VİCDAN AZABIYLA GEÇEN BİR ÖMÜR
Yaşadığı dönemde inanılmaz bir servete sahip olan Musa, oldukça dindar bir hükümdardı. Bu dindarlığının altında, aileden aldığı dini eğitimin yanı sıra rivayete göre, çocukken kendisinden kaynaklı bir kazada annesinin ölümüne sebep olmasından dolayı çektiği vicdan azabı da yatıyordu. Bu olay nedeniyle kendini hiçbir zaman affetmeyen Musa, Allah’ın kendisini bağışlaması için bol bol sadaka dağıtmış ve hayatının kalan kısmını oruçlu geçirmeye karar vermişti. Bununla da yetinmeyip güvendiği bir âlimin, Hz. Peygamber’in kabrini ziyaret edip şefaat dilemesini tavsiye etmesi üzerine 1324’te büyük bir hac seferi düzenledi.

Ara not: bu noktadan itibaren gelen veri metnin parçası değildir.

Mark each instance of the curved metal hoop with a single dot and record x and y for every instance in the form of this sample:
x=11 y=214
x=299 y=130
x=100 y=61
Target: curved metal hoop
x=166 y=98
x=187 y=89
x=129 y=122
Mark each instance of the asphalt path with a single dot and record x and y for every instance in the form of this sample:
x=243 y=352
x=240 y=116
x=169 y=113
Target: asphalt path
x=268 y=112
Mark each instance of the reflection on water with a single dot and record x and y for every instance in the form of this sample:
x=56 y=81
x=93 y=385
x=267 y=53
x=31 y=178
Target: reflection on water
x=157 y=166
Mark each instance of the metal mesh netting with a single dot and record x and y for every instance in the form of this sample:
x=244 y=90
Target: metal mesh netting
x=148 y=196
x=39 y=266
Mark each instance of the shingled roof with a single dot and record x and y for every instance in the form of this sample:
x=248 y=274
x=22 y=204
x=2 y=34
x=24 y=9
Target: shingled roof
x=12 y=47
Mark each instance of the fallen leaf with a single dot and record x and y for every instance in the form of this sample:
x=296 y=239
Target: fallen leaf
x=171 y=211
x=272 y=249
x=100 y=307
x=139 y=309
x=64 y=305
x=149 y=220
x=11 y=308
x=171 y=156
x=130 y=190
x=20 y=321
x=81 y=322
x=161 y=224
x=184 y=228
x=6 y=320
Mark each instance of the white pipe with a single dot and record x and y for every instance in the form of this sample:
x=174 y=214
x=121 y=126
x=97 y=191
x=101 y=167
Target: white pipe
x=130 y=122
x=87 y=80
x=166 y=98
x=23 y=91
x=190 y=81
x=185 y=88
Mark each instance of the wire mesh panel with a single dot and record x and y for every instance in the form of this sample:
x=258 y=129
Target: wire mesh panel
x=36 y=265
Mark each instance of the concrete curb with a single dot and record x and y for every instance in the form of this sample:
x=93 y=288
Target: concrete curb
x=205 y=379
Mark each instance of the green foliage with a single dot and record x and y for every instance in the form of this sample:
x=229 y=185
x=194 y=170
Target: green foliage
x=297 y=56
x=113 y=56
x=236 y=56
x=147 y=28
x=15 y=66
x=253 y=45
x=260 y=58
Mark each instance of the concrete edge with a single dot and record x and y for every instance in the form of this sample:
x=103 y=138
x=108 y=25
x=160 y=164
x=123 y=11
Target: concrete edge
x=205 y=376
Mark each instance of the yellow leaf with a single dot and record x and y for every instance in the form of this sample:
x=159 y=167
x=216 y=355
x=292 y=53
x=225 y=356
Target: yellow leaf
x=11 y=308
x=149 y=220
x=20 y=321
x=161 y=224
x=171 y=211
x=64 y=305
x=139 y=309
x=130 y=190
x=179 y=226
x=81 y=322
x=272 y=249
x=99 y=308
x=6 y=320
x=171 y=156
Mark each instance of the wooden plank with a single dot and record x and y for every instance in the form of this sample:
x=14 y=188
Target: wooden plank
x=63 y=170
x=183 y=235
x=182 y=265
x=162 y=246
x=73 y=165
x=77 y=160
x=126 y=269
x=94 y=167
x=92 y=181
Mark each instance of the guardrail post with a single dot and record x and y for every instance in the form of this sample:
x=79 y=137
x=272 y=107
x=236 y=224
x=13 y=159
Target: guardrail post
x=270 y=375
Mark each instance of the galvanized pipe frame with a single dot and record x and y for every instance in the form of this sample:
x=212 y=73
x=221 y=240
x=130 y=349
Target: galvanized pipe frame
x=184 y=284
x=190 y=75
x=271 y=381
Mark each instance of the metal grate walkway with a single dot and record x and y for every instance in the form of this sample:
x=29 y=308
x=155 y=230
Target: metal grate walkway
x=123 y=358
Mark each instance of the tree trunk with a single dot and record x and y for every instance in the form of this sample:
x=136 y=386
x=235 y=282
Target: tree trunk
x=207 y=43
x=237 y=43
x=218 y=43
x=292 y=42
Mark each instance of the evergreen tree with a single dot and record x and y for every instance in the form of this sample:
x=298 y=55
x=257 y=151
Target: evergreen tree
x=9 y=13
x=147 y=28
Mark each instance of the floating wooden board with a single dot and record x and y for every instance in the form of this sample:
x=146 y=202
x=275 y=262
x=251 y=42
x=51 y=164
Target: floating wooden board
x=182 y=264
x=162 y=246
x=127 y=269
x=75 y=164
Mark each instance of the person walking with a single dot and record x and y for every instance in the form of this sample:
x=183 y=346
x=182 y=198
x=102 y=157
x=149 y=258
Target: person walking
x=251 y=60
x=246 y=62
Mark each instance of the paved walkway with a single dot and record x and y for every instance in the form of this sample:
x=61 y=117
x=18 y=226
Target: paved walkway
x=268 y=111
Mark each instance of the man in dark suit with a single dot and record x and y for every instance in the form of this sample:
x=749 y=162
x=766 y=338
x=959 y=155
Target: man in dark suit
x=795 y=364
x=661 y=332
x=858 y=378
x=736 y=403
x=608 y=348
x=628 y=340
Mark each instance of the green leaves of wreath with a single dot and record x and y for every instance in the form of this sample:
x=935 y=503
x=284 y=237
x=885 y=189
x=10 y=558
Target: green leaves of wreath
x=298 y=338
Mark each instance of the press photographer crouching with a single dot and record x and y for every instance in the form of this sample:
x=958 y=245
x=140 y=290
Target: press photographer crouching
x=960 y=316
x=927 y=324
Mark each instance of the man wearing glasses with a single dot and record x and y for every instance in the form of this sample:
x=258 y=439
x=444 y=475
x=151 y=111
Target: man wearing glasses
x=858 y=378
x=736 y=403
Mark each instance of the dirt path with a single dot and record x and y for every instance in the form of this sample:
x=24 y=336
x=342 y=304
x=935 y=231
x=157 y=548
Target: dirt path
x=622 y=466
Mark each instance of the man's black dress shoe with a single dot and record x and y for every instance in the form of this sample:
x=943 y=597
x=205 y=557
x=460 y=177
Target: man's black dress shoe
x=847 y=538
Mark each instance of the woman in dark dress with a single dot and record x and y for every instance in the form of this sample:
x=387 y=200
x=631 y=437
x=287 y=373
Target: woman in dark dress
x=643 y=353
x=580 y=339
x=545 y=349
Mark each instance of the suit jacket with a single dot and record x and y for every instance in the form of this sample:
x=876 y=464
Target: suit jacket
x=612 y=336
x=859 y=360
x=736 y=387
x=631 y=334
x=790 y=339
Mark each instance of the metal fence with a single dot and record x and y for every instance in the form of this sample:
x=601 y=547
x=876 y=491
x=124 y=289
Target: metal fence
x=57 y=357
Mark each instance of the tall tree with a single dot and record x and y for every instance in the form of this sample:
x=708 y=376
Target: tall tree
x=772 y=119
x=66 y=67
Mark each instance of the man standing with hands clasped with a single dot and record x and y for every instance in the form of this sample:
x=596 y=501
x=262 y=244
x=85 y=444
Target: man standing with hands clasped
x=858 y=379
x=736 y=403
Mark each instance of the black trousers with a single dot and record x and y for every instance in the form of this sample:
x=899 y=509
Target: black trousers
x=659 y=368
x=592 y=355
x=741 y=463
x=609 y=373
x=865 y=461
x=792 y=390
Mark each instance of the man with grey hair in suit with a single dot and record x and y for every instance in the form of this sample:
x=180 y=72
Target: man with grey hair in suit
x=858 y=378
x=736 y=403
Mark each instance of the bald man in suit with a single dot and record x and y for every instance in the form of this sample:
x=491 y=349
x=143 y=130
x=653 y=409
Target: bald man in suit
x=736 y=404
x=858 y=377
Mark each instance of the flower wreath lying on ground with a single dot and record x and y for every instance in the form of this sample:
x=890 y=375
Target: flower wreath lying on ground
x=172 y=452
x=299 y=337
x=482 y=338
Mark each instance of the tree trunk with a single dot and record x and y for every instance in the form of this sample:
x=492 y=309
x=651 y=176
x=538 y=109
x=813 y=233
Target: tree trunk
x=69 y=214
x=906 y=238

TARİHİN GÖRECEĞİ EN BÜYÜK KAFİLE
Mansa Musa, Hac yolculuğu yapmaya karar verdikten sonra yol hazırlığına başlamış, çıkardığı fermanla da bolluk içindeki halkından bu büyük yolculuk için altın ve erzak bağışlamalarını istemişti. Ülkenin dört bir yanından kilolarca altın ve erzak geldi. Mansa Musa’nın imparatorluğun başına oğlu Muhammed’i vekil bırakarak yaptığı bu efsanevi hac yolculuğu, gerçekleştirdiği fetihlerden daha etkili olmuştur. Sıcak Sahra Çölü ve Mısır üzerinden Mekke'ye gitmeye karar veren Musa, tarihin göreceği en büyük kafilelerden biriyle yolculuğuna başladı. Kervana 8 bin asker, kendisinin ve hanımı İnâri Kunti’nin özel hizmetleri için 12 bin köle ve cariye eşlik ediyordu. Bunlarla birlikte Musa, hacca gitmek isteyen tebaadan oluşan 60 bin kişilik büyük bir kafileyle 1324’te bir cumartesi gününde yola koyuldu.
Mansa Musa’nın yanına götürdüğü altınların 20 bin ton civarında olduğu ve bu altınları, her biri 2,5 kg altın külçe taşıyan 5 bin köle ile her biri 136 kg saf altın yüklü 100 deve ve 40 katırın taşıdığı rivayet edilmektedir.
MISIR EKONOMİSİNİ O DÜZELTTİ
Hac yolculuğu boyunca her cuma günü konakladıkları yerlerde bir cami yaptıran Mansa Musa, Mısır'a vardığında dinlenmek üzere firavunun piramitlerin yakınında bir yerde konakladı. Mansa Musa Kahire'de Memlük sultanı el-Melikü’n-Nâsır Muhammed b. Kalavun'a 50 bin dinar değerinde altın hediye gönderdi. Bunun üzerine el-Melikü’n-Nâsır, Mansa Musa'ya elçi göndererek görüşmek istediğini söyler. Mansa Musa ise buraya onunla siyasî konularda görüşmek için değil sadece hac için geldiğini söyleyip görüşmek istemediğini belirtir. Fakat el-Melikü’n-Nâsır'ın ısrarı üzerine Mansa Musa görüşmeyi kabul eder. Mansa Musa, Sultan’ın huzuruna çıkarken Arapça bildiği halde tercüman istedi. Mısır Sultanı’nın huzurunda protokol gereği yere secde etmesi ve sultanın ayağını öpmesi istendiğinde Musa, Allah’tan başka kimseye secde edemeyeceğini söyleyip bunu reddetti. Aralarında büyük bir kargaşa yaşandı ve daha sonra sultan en-Nâsır’ın bu isteğinden vazgeçmesiyle anlaştılar. Hazîne-i Sultâniyye’ye bol miktarda altın bağışlayan Mansa Musa, el-Melikü’n-Nâsır’a ve maiyetine kıymetli hediyeler verdi. Memlük sultanı da ona aynı şekilde karşılık verip Karâfe semtinde ikametine bir saray tahsis etti.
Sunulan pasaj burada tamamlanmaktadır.